Miller: Geopolitics, data and talent

Miller said Lloyd’s had reviewed “own risk assessments” across managing agents to test whether boardroom concerns match underwriting behaviour on the ground.

“Geopolitics definitely headlined,” she said. “Next level down would have been interconnected risks… while AI is helping us… how is it creating new risks as well?”

She added that modelling gaps remain for perils such as severe convective storm and hail. “Talent is an ongoing and large risk for our business.”

Her prescription began with some fundamentals.

“The baseline… is data,” she said, highlighting the need for scalable routes to market, faster pathways from innovation to capital, and more regulator engagement through sandboxes and knowledge exchange.

She pointed to an increasing number of partnerships, new memoranda of understanding with governments, academics and technology organisations.

Lloyd’s Lab, the re/insurance market’s technology incubator, was, she said, increasingly drawing innovators from beyond the sector.

One applicant had mapped river beds across the world, offering these data for insurance industry use. Such entrants bring “enormous amounts of data” and are driving a 95% success rate of Lab participants staying in the market, she highlighted.

Storah: volatility and discipline

Aviva’s Storah struck a cautious tone on macro forces shaping insurance.

“We’re living in a world where there’s just more volatility,” he said, warning that decisions would be better “led by economics, not led by populist politics.”

On AI, he saw “massive opportunities,” but said risks around fraud and cyber remain acute.

Extreme weather events are now a daily reality, too, he observed

“They are coming, and we’re seeing them all over the world,” Storah said.

He underlined Aviva’s focus on sustainable pricing through market cycles.

“The top line is vanity and the bottom line is sanity,” he said, describing how competitive pricing soft market conditions expose “who’s vain and who’s sane.”

Storah pressed for systemic responses to climate risk, from investment in nature-based flood resilience to embedding property-level resilience standards in housing policy.

He contrasted North America’s rich property data with the UK’s patchier picture, calling for better datasets to prove the downstream value of resilience investment.

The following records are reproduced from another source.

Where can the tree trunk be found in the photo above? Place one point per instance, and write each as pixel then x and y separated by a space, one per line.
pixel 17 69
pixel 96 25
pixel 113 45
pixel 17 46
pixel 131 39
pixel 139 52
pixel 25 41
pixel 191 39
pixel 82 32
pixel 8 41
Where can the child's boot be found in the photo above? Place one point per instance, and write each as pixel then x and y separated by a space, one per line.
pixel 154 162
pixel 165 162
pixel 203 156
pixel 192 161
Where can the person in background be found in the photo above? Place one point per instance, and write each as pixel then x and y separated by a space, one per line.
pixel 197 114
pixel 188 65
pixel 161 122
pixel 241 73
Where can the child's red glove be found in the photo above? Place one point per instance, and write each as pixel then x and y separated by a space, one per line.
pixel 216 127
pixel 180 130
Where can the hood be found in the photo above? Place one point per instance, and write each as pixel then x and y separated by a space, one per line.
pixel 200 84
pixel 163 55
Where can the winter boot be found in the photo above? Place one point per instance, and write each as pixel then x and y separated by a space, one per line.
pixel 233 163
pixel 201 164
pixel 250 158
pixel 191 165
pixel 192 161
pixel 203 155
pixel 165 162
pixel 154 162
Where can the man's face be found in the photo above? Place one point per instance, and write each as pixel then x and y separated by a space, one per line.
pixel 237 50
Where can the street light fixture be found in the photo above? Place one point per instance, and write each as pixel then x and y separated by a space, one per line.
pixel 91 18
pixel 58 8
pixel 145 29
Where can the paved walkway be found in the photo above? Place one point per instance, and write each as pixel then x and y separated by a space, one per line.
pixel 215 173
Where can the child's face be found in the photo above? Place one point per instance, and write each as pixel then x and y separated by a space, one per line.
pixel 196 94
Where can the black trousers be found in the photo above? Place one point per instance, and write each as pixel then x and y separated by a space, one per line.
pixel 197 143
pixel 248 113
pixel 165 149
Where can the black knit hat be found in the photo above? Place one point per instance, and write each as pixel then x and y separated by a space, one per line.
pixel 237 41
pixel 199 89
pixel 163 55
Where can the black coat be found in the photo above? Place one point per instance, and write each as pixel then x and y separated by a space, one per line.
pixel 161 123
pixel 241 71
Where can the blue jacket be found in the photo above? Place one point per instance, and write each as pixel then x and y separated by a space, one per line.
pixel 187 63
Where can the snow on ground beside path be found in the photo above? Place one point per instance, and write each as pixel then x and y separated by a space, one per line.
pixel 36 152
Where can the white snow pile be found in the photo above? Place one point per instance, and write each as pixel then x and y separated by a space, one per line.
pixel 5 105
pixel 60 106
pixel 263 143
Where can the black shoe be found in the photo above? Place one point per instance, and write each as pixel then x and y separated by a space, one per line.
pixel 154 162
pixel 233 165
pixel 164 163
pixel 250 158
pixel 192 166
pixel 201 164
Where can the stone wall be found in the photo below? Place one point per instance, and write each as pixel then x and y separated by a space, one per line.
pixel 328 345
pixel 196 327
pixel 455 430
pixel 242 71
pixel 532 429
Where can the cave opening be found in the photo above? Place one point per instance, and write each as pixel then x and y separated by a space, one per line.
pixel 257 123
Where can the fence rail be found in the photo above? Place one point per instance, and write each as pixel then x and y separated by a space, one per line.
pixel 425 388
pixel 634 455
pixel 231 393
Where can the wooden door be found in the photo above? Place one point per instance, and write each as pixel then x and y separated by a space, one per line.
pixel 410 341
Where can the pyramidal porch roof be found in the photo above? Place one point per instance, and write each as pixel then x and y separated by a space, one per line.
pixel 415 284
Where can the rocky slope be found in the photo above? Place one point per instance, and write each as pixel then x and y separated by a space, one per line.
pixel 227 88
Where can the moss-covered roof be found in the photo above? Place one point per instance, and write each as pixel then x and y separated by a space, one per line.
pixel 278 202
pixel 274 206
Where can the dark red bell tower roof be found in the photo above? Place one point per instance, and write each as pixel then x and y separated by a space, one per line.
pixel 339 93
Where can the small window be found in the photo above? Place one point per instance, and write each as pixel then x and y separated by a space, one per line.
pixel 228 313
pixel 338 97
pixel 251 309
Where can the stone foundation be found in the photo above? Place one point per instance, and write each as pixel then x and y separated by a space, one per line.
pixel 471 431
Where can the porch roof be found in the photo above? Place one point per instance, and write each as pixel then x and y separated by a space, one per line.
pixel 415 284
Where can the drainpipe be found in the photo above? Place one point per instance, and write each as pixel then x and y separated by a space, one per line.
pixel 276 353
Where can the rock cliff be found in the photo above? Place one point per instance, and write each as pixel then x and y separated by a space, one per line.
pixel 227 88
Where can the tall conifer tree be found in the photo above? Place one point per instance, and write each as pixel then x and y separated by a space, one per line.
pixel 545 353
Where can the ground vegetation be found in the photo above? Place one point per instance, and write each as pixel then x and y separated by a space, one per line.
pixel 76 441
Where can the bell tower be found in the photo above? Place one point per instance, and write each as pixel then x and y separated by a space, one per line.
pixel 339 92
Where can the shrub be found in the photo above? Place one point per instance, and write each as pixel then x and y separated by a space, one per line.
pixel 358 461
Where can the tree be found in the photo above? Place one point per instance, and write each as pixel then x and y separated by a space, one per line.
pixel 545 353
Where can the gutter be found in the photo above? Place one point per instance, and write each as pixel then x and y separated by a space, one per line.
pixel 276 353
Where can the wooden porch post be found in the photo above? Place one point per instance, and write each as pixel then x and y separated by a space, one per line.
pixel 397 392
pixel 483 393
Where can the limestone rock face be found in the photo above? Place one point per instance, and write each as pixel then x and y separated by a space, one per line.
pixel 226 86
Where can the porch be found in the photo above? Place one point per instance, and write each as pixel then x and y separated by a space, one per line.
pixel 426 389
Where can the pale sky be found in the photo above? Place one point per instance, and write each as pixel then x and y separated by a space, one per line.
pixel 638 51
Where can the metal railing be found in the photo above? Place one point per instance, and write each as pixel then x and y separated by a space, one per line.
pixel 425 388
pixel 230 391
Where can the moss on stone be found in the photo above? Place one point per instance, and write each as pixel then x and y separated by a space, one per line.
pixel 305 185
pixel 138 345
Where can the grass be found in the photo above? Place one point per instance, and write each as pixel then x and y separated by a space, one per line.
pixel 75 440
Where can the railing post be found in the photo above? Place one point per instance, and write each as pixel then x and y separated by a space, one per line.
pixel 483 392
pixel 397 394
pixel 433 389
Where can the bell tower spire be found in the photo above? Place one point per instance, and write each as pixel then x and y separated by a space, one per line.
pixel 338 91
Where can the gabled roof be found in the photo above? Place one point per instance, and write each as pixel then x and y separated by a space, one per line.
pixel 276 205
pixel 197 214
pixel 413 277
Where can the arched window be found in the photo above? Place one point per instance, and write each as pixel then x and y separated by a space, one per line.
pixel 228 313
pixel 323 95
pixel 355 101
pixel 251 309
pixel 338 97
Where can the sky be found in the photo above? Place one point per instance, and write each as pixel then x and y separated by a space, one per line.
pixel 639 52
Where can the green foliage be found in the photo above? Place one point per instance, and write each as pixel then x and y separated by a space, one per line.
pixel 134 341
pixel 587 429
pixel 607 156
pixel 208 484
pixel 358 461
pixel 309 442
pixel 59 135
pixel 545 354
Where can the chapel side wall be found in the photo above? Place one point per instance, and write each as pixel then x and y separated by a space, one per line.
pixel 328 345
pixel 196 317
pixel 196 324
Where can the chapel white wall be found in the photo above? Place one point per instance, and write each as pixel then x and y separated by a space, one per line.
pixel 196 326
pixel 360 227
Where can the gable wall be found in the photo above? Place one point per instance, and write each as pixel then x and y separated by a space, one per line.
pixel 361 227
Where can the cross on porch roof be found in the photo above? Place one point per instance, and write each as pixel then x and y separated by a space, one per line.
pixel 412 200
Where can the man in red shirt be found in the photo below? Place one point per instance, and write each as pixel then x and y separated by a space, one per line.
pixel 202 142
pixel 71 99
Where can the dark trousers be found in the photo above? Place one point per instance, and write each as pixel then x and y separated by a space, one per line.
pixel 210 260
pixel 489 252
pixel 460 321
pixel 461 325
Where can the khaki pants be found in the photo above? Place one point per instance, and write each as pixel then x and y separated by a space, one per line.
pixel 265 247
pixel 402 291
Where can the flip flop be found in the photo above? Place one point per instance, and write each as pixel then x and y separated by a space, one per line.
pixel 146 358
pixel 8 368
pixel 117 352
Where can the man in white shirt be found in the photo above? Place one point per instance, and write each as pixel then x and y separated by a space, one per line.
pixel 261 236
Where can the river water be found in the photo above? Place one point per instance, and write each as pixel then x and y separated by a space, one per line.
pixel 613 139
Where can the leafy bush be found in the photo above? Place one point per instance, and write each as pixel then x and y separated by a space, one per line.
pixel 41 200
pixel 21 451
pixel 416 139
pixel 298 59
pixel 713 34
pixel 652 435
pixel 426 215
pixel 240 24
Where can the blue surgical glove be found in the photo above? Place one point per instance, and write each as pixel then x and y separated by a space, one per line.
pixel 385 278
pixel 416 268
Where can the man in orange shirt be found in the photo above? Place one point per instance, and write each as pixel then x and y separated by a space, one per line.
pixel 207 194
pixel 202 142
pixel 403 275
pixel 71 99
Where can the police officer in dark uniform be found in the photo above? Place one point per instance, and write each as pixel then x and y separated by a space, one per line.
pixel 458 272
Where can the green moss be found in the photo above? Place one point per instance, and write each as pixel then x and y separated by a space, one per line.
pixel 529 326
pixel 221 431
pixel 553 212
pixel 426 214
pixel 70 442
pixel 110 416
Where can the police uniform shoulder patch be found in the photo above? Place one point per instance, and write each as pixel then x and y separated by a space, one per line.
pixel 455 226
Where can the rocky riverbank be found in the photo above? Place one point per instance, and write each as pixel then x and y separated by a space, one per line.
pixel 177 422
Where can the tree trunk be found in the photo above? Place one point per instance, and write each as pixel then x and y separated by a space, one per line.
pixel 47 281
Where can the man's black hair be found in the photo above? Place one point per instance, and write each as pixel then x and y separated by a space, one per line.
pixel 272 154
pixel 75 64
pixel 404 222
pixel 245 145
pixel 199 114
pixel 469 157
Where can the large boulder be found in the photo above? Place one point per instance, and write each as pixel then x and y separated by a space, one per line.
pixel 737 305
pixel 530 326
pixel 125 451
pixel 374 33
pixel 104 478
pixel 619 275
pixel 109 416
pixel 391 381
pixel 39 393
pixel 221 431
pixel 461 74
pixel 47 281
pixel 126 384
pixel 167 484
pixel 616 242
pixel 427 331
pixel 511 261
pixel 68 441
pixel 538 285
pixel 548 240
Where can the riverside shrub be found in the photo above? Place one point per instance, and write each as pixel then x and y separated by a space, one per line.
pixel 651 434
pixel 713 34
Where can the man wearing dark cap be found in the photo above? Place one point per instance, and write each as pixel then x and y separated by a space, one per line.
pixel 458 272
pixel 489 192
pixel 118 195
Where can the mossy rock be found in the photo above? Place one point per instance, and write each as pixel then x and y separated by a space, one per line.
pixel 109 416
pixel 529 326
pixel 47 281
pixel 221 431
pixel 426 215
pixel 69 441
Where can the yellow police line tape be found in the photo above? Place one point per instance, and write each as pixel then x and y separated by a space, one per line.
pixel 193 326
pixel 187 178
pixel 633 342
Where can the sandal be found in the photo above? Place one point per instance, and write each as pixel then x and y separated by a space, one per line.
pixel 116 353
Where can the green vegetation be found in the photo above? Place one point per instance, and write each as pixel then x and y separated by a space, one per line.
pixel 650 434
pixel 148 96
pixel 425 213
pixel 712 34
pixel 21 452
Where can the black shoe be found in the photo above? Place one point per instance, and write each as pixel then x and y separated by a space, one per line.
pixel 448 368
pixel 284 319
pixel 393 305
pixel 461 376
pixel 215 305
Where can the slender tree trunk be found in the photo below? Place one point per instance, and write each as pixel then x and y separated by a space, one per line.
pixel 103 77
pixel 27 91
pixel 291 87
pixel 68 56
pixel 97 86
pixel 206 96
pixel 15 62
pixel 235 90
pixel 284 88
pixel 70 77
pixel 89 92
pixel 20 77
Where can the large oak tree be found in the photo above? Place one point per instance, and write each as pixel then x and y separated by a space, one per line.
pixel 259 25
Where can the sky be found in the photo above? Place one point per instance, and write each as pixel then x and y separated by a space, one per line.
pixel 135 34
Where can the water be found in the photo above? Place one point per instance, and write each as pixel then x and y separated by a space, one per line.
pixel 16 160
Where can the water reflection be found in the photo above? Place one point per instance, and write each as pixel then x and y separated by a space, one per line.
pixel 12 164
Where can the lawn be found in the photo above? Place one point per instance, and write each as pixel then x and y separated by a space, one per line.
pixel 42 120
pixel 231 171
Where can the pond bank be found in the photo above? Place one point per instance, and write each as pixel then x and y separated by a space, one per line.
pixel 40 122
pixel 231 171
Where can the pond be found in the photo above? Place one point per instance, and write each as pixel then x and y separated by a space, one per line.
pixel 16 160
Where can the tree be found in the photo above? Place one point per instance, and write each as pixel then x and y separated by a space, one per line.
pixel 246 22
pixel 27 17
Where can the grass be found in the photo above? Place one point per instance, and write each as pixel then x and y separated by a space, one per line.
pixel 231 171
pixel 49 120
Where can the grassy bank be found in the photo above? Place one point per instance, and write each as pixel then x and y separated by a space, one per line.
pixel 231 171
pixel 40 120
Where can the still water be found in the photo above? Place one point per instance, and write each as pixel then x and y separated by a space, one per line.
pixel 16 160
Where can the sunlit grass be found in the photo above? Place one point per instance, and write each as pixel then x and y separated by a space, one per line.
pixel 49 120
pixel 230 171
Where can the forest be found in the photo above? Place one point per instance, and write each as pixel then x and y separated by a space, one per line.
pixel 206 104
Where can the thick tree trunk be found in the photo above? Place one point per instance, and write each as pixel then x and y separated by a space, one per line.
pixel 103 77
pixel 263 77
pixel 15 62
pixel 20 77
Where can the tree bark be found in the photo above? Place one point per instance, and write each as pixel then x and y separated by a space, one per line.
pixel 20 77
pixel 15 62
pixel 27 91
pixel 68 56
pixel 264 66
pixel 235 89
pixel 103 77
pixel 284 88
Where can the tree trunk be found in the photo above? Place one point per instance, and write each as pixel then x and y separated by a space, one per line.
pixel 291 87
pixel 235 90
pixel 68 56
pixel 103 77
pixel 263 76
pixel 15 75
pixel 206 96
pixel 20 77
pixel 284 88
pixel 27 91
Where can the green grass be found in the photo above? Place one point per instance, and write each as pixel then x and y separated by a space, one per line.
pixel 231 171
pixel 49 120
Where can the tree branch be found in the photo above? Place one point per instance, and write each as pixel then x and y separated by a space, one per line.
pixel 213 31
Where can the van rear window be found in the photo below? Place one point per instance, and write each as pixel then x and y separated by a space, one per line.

Shavel: infrastructure and connection

Opening the session, Shavel positioned Verisk as a connective infrastructure to help insurers navigate the shifting risk landscape.

He stressed better data access, more predictive insights and linking underwriting, claims and capital.

This included work around social unrest and political risk analytics, in addition to natural catastrophe risk modelling, to expand capabilities in strikes, riots and civil commotion.

Shavel also previewed a new property claims carbon calculator, designed to quantify emissions from materials and rebuilding choices.

He argued that resilience will depend on local measures such as enforcement of building codes, alongside a shared quantitative “language” for different forms of risk capital.

“The language of insurance is data and numbers,” he said.

Miller agreed that standards, partnerships and talent would shape the market’s future.

“We cannot move forward unless we have the right diverse talent at the table,” she added.